Chang sheds some light on this question, obviously the Japanese are reluctant to admit the truth of their actions, but the fundamental question remains for me: why is this particular atrocity of WWII so shunned by historians? I think her book is a success in that it has reopened the case and refocused attention on it. Now, perhaps, we can finally have some truely expansive, in-depth historical investigations of this war crime.

Rating: 1 stars
Summary: History is not polemics--Geraldo does Nanking
Review: As a professional historian of East Asia, I appreciate Chang bringing the events of Japan's invasion of Nanking to a broader audience, but Chang let her personal bias and her youth/inexperience adversely affect the telling of her tale. The events are horrific enough that the reader does not need to be hit over the head with Chang's inflammatory rhetoric. Moreover, this is not a forgotten event--I learned about it in 10th grade world history in 1967.

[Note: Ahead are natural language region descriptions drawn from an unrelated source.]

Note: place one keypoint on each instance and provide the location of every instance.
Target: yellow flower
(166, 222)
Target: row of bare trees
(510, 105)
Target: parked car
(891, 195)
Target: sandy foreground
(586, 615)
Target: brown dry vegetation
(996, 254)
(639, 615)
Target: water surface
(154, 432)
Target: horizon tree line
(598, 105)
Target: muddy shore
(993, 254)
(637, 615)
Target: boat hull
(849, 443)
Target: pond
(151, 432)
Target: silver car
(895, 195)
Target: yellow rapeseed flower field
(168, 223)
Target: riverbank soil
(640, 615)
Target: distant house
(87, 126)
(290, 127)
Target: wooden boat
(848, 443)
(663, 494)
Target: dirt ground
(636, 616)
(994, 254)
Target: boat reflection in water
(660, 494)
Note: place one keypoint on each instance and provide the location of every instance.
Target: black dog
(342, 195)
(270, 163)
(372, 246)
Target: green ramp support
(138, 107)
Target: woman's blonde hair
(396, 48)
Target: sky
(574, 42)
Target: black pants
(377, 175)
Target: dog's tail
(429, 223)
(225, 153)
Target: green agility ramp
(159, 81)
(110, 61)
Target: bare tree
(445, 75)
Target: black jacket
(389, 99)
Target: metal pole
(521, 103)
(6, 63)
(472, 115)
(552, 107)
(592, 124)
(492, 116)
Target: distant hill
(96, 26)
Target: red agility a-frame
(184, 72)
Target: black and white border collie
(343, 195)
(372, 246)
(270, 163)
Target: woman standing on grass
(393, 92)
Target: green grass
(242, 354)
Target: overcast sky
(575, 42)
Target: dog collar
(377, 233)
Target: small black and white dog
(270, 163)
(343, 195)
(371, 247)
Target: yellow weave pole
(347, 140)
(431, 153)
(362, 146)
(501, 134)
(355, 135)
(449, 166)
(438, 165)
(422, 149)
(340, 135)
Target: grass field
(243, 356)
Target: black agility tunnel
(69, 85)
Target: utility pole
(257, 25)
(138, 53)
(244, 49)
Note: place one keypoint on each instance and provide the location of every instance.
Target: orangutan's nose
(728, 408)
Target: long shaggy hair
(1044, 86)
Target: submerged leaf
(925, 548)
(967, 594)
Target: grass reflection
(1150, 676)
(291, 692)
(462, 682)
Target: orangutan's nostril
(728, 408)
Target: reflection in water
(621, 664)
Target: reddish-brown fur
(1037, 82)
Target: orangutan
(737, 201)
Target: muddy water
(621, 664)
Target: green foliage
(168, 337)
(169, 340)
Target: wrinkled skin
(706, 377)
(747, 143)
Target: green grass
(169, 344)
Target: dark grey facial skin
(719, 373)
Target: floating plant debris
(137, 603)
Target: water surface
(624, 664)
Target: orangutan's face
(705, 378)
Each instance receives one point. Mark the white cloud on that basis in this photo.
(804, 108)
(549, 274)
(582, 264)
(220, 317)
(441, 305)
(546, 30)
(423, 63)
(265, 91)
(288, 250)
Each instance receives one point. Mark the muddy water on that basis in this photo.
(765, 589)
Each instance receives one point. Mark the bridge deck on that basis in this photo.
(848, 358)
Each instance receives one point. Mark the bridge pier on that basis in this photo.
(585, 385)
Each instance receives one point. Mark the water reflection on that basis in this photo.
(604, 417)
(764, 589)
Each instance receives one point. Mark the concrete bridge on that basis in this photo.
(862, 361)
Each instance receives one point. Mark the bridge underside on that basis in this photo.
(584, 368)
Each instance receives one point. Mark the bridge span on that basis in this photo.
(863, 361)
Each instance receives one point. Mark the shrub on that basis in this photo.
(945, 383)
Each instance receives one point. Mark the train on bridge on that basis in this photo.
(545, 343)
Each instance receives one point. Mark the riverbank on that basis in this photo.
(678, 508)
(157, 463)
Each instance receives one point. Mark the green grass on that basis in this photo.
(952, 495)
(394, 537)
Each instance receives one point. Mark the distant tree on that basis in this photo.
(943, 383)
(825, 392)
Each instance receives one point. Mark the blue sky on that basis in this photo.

Chang's best contribution is bringing to light the diaries of John Rabe, which with other eye-witness accounts are perfectly valid historical sources. However, Chang's insertion of herself into the narrative and her inflammatory rhetoric seriously undermine her book on an important and neglected -- but not unknown -- event. I am at a loss to understand why this book has been lauded by a number of prominent historians. Had she been my student (or I her editor), I would have required her to write with objectivity so the credibility of her account would not be subjected to the kind of criticism I see in many of these reviews.